Une fois leur performance au jeu évaluée, de même que l’activité cérébrale, ils sont séparés en deux groupes. Le premier fait du vélo stationnaire à haute intensité pendant 15 minutes. Le second profite d’un quart d’heure de repos.

Suit alors la phase de « consolidation » de la mémoire motrice, explique Marie-Hélène Boudrias, c’est-à-dire où le cerveau construit ses « réseaux neuronaux ». Les participants utilisent à nouveau la poignée de force et l’EEG. Les chercheurs comparent alors l’activité cérébrale lors de l’acquisition et de la consolidation de la compétence motrice. Les scientifiques remarquent que les neurones sont moins perturbés par le mouvement.

Après avoir fait l’exercice, [...] pour faire ce même mouvement-là, les [neurones des] sujets se désynchronisent moins.

Marie-Hélène Boudrias
On voit un étudiant, de dos, qui porte un EEG. Il joue à un jeu devant un écran à l'aide d'une télécommande. Agrandir l’image (Nouvelle fenêtre)

Le « jeu » auquel se prêtent les participants tout en portant l’EEG

Photo : Radio-Canada / Gabriel Laurin

Pour déterminer à quel point la mémoire du jeu s’est ancrée dans le cerveau des participants, ils retournent au laboratoire à deux reprises, soit 8 et 24 heures après l’expérience initiale.

On ne mesure cette fois-ci que la performance, donc il n’y a pas d’EEG en vue. Résultat : les participants qui ont fait de l’exercice physique intense se sont plus améliorés que leurs camarades.

L’importance du sommeil

Si la performance s’est améliorée après une journée, ce ne fut pas le cas lors de la première visite de retour, après huit heures seulement. Cela met au jour l’importance du sommeil dans la construction des réseaux neuronaux, explique l’équipe de recherche.

L’exercice a favorisé la consolidation de la mémoire, mais cet effet-là se voit après une nuit de sommeil.

Marie-Hélène Boudrias

Le sommeil permet aux neurones sollicités pendant la journée de « potentialiser » ce qu’elles ont appris pendant la journée. En d’autres termes, cela leur permet de créer des routes où l’information circule plus facilement entre elles; conséquemment, l'exécution du mouvement devient plus facile.

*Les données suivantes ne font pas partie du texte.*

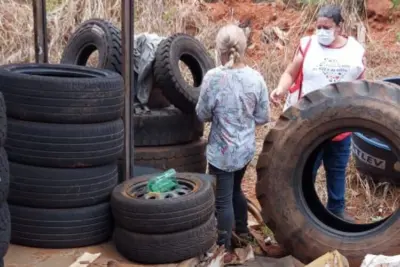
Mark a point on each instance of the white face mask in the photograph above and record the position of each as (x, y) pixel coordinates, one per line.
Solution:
(326, 37)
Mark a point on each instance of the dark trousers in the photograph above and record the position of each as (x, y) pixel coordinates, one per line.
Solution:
(231, 204)
(335, 157)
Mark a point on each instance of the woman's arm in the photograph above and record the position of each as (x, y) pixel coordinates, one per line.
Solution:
(288, 77)
(362, 76)
(290, 74)
(205, 103)
(262, 110)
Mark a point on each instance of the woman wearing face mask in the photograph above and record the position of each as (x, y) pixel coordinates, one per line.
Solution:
(324, 58)
(234, 97)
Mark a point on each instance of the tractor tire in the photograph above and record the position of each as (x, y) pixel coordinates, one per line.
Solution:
(166, 248)
(168, 77)
(290, 206)
(55, 188)
(92, 35)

Applications possibles en réadaptation

De telles recherches offrent la possibilité d'améliorer les pratiques en réadaptation, par exemple pour les personnes qui ont souffert d’un AVC. Les thérapeutes pourraient optimiser l’apprentissage pour les patients qui n’ont qu’un temps limité en réadaptation.

Avec l’EEG, on pourrait mieux cibler quelles zones du cerveau sont à solliciter afin qu’un patient ait une réhabilitation plus rapide.

Bien que l’étude ne permette pas d’identifier les mécanismes précis à l’intérieur du cerveau qui facilitent l’apprentissage moteur, elle ouvre la voie à des études futures.

Leurs résultats sont parus dans la revue NeuroImage (Nouvelle fenêtre).